The controversial President touched down at Stansted Airport at 1.50pm, days after describing Britain as being in ‘turmoil’ over Brexit.
A survey carried out by Atomik Research shows fury at Trump’s visit is highest among Millennials, with 65% of 25-34-year-olds in the UK saying he should have been banned and more than half (55%) backing protest plans against his visit.
Trump’s ability to divide the world was again evident in the survey carried out by Atomik Research.
Forty-three per cent of Brits surveyed said Trump should be banned from visiting the UK – but 44% think he should not be barred from entry.
Those against his arrival say their main reasons are the President’s attitude towards women (64%), followed by his policy of splitting up children from their parents at the Mexican border (61%) and his refusal to back stricter gun controls (51%).

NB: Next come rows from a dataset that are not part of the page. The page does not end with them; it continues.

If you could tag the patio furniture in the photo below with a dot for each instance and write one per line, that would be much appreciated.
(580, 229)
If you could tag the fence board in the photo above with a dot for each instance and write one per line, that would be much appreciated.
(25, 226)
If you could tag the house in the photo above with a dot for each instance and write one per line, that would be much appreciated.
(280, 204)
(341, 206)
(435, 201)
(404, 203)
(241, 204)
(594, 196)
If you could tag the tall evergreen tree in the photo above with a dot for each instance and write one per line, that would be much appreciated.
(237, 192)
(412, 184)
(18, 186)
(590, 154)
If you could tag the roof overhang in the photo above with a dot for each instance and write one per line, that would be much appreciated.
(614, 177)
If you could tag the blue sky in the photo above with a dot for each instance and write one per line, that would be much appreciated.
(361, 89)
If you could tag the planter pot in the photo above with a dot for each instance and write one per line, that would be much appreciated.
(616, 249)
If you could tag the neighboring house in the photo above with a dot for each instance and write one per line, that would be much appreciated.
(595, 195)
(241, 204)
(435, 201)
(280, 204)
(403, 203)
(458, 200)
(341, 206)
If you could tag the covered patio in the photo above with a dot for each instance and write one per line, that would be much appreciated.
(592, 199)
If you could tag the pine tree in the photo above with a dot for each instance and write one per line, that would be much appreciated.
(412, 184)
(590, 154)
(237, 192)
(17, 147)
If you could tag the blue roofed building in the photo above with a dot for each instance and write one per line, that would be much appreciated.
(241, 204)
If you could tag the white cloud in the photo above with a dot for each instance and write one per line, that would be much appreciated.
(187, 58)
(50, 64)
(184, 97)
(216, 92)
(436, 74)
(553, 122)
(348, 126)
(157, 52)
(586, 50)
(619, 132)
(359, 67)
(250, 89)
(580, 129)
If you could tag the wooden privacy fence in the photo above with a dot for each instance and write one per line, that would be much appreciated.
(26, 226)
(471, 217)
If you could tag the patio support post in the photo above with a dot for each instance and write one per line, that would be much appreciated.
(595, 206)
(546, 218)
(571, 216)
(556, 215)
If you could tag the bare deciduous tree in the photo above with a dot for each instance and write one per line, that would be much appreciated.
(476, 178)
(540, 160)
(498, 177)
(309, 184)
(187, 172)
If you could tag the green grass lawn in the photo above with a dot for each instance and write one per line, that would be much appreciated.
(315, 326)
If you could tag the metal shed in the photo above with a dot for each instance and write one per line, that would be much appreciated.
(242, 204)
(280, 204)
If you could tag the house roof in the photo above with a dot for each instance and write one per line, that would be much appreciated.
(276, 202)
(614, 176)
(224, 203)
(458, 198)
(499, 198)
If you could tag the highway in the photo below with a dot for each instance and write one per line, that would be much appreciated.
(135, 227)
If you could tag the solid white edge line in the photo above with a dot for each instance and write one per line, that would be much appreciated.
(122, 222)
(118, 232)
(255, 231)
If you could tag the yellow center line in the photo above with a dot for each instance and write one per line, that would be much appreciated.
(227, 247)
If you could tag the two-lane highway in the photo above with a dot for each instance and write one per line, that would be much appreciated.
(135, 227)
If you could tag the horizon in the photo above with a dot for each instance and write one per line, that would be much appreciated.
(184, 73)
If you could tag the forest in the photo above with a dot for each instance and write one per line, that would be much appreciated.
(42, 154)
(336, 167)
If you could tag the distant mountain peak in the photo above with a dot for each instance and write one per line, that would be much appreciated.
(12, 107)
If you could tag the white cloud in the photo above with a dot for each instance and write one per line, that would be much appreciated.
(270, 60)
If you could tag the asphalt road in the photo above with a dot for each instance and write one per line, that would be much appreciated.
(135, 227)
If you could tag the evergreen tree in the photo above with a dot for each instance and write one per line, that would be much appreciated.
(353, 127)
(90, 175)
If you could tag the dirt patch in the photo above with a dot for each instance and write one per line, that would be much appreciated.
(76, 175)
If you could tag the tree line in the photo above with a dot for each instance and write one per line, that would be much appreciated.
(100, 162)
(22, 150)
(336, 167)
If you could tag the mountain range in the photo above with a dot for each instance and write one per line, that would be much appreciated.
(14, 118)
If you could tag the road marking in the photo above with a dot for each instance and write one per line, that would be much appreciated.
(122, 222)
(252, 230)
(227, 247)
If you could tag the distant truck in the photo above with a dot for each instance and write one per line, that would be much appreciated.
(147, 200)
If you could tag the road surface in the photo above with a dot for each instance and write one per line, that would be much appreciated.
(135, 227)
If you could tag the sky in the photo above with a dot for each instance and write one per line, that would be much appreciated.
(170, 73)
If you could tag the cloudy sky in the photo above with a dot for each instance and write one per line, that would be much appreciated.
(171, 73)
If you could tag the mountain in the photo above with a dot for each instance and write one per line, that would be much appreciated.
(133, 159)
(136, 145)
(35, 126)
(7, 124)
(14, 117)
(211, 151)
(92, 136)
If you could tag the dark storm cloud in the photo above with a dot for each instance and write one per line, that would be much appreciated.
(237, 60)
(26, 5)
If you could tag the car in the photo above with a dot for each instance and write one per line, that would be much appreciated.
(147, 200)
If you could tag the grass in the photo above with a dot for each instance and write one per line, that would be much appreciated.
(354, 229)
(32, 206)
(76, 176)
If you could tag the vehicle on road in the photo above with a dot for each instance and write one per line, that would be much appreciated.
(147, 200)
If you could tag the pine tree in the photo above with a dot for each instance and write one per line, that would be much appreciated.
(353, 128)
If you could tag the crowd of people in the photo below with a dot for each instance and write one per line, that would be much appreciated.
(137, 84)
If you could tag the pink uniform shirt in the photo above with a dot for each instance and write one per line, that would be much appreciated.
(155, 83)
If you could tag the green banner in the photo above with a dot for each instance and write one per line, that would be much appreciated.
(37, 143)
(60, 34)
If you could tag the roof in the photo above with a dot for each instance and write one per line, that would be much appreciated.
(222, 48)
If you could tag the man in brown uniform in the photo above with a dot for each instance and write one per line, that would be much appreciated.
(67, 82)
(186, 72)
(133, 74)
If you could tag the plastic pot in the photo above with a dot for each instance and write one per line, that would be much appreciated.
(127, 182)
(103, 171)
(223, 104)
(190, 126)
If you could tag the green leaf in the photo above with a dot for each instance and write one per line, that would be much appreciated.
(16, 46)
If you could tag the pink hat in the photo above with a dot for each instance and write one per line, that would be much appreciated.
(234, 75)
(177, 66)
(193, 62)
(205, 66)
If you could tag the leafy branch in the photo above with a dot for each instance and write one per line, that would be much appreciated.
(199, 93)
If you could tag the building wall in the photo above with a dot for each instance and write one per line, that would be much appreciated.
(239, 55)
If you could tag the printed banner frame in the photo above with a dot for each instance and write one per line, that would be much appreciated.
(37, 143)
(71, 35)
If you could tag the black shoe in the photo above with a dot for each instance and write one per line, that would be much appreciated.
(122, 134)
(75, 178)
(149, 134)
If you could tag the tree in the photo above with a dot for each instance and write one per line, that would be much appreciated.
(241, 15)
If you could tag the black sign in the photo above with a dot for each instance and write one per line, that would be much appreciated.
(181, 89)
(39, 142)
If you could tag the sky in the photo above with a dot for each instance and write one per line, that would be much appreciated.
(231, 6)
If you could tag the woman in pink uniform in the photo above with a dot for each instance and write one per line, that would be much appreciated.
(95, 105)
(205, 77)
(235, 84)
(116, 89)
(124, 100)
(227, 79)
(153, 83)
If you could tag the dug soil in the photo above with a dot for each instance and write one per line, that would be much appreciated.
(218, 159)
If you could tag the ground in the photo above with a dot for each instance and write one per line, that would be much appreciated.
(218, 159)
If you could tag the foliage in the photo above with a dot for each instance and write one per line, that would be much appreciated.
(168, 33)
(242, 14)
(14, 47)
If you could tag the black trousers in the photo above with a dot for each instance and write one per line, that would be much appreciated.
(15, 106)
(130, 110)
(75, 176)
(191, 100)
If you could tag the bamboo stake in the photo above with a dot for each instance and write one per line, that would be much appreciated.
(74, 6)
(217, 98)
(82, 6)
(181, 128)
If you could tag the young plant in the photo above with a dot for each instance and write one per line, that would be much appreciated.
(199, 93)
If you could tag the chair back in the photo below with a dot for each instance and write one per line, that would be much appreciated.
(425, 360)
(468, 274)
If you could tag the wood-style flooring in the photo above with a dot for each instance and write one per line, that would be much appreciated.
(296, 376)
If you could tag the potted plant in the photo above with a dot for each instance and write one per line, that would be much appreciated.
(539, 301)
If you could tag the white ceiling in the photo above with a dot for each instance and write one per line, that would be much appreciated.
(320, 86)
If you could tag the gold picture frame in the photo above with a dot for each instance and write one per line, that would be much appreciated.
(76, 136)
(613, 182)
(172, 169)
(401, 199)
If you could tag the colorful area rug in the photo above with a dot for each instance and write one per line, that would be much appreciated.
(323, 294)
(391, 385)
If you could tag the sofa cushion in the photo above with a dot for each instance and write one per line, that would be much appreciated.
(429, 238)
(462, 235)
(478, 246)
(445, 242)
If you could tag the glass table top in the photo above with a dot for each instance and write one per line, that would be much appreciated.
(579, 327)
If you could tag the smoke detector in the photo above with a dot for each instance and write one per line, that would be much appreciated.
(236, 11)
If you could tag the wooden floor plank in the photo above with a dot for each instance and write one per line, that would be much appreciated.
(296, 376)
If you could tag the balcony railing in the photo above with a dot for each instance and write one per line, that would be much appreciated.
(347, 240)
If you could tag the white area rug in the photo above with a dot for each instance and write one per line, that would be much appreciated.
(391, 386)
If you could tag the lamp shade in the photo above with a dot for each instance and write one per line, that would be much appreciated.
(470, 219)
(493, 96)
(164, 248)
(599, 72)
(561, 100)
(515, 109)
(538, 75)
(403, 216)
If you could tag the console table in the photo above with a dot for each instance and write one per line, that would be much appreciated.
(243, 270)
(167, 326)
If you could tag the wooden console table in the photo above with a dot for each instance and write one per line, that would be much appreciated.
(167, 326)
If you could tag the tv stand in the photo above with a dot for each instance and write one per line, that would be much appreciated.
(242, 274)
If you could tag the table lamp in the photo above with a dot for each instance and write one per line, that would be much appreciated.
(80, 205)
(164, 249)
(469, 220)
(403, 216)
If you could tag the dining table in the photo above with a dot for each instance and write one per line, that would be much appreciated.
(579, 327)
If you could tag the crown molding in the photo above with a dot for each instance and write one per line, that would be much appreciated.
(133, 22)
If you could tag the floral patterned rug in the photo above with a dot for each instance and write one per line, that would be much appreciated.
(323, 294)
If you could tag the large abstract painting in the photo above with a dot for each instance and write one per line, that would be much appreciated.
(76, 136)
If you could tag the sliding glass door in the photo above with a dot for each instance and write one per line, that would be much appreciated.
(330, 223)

Nearly two-thirds (62%) of those who did not agree with a ban said Britain should always welcome the leader of the Free World and 58% felt a ban would go against the principle of Free Speech.
Millennials were by far the age group most in favour of a ban, with 52% of 35-44s backing a Trump ban, 39% of 18-24-year-olds, 29% of those aged 45-54, one third (33%) of 55-64-year-olds and 34% of over-65s.
Adults in London are overwhelmingly in support of shunning Trump, with 65% in favour of a ban.
Londoners are also the most in favour of protests against the President’s visit, with 53% backing demo plans.
But the so-called ‘Special Relationship’ between Britain and the US looks to be a thing of the past, with fewer than half (44%) of adults in Britain believing the special bond is still there.
Adults in Scotland are the most likely to believe that there is no longer any such thing as a special relationship.
Brits are more likely to believe that Brexit will bring Britain and the US closer together, with 33% saying the trans-Atlantic relationship will be stronger after next March’s seismic political shift.
But 14% believe it will drive Britain and the US further apart and 32% thinking it will have no impact at all.
One of the more contentious issues around Trump’s visit is the plan to float a giant inflatable of the President above Westminster depicting him as a nappy-wearing baby.
Thirty-seven per cent of Brits surveyed back the plan for the giant balloon, but more people were against the idea, with 47% saying they thought it was a bad idea.
And yet again Millennials aged 25-34 were most in favour of the stunt, with 61% saying they were in favour.
Other political figures the British public want to see depicted as inflatable cartoon versions of themselves include Boris Johnson (29%), Theresa May (24%), Jeremy Corbyn (17%) and Sadiq Khan (11%).